Mitigation of Soil Liquefaction with two Sustainable Materials: Biochar and Laponite

Abstract

Soil liquefaction is one of the causes of greatest damages during earthquakes. Even though progress has been made in understanding and mitigating its effects, liquefaction is still happening. Additionally, wastes and carbon emissions are increasing at alarming rates. Thus, new alternatives to stabilise soils are always needed, and more sustainable solutions are urgent. In this study, two materials: laponite and biochar, that possess sustainable features, are assessed on their effect on the liquefaction resistance of the host sand. Laponite is a synthetic clay that could change the viscosity of pore water transforming it into a thixotropic gel, whose viscosity and shear modulus increase with time, but flows with the application of shear stress, and recovers after the load has been suppressed. Due to this feature, it could be considered as a resilient material. Biochar, on the other hand, is the solid carbonaceous by-product of pyrolysis. Biochar is effective in managing wastes since its feedstock could be any organic waste. Besides, as it is highly recalcitrant, it can be used to sequester carbon, avoiding its emission to the atmosphere, and it could be used to promote plant growth. The main objective of the study is to assess the effect of adding these two materials on the geotechnical properties of loose saturated sand.
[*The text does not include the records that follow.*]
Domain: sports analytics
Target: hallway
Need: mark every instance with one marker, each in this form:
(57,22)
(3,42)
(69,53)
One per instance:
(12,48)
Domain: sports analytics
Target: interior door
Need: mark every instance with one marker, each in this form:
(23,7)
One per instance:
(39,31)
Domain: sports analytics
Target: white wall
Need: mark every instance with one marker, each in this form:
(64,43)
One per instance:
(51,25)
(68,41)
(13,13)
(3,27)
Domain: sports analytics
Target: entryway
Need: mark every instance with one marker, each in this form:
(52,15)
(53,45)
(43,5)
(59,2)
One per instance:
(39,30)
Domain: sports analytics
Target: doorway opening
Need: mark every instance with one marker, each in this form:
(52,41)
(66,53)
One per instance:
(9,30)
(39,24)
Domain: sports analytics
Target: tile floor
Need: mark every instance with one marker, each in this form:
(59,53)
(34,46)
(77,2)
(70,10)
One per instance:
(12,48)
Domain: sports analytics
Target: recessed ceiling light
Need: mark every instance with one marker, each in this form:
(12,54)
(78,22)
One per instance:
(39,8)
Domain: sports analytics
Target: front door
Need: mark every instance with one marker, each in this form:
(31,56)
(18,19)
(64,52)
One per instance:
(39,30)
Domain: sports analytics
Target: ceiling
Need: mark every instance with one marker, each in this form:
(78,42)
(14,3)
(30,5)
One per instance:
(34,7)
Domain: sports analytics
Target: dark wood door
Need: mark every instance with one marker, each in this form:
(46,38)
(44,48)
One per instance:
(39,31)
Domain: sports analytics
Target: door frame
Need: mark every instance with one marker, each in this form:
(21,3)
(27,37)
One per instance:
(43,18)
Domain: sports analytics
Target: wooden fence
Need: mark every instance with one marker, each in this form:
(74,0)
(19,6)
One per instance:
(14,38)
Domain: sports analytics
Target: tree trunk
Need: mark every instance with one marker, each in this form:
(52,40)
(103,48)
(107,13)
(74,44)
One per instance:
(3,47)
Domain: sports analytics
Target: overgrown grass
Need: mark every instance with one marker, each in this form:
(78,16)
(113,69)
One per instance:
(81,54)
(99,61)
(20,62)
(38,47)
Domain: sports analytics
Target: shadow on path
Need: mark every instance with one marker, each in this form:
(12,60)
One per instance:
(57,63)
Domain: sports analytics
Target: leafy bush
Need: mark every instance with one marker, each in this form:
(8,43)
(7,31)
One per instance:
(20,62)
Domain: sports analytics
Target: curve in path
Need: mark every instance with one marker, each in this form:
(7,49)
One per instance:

The mitigation of soil liquefaction with these two materials is actually a multi-scale problem. For this reason, the problem was investigated at different scales, that is: (i) at nano-scale, the occurrence of laponite nano-particles interaction was investigated using SEM, and Cryo-SEM; (ii) at micro-scale, the laponite gel-pore interaction and the occurrence of biochar-pore interactions were investigated through SEM, ESEM, and the study of the chemical composition of the materials (X-ray and FTIR spectra); (iii) at medium-scale, by performing conventional elemental tests, such as various simple shear tests, resonant column tests, and rheological measurements; and (iv) at large scale by conducting a numerical simulation of model ground with a shallow foundation subjected to a series of two consecutive earthquakes. The results of this study provide evidence that these materials have the potential to be used as sustainable alternatives to mitigate soil-liquefaction. Furthermore, this study offers a starting point to understand the mechanism by which these materials could improve cyclic resistance.